Laparoscopic Resection of a Cervical Diverticulum

William Vintzileos, MD; Vanessa Martinelli, MD; Michael Mesbah, MD, FACS; Farr R. Nezhat, MD, FACS

Product Details
Product ID: ACS-5724
Year Produced: 2019
Length: 7 min.


Our patient is a 41-year-old G2P2 who presented with intermenstrual bleeding and abdominal cramping. A transvaginal sonogram showed a normal size, anteverted uterus with an 8 cm right adnexal mass. MRI imaging showed enhanced uptake in the area of the adnexal mass, suspicious for a cervical diverticulum. The patient was brought to the operating room for fertility sparing treatment. Upon entry into the peritoneum, the adnexal mass was identified caudal to the uterine body projecting to the right para rectal area.
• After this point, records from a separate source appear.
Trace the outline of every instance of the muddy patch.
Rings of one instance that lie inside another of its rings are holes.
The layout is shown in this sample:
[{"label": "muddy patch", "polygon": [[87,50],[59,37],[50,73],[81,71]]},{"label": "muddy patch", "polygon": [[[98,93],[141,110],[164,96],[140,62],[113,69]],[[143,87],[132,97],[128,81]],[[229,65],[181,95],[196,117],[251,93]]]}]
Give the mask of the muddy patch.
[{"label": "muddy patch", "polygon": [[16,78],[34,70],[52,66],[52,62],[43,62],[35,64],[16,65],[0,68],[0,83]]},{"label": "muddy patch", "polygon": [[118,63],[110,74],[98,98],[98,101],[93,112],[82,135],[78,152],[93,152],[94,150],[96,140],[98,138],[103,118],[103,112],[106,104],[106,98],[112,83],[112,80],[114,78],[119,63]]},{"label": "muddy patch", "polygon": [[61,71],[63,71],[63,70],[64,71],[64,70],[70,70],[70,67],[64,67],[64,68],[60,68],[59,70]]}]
First, the anterior leaf of the broad ligament was identified and dissected down to the bladder. Next, the round ligament was transected. Extensive retroperitoneal dissection was performed at the pelvic brim and carried down to the back of the bladder. The mass was completely mobilized from its stalk, which appeared connected to the right upper cervix in the form of a fistula. The pedicle of the connection was gradually transected and the specimen was removed. Copious irrigation was performed and chromopertubation showed dye flowing through the defect. The defect was then repaired using 0 V-Loc suture. Next, the anterior and posterior leaves of the broad ligament were re-approximated to the round ligament. The specimen was confined to a bag, removed through a laparoscopic port, and sent to pathology. Pathology report showed fibromuscular tissue surfaced by endocervical epithelium, consistent with a cervical diverticulum. At her 3-month follow up appointment, the patient noted complete resolution of intermenstrual bleeding and abdominal cramping.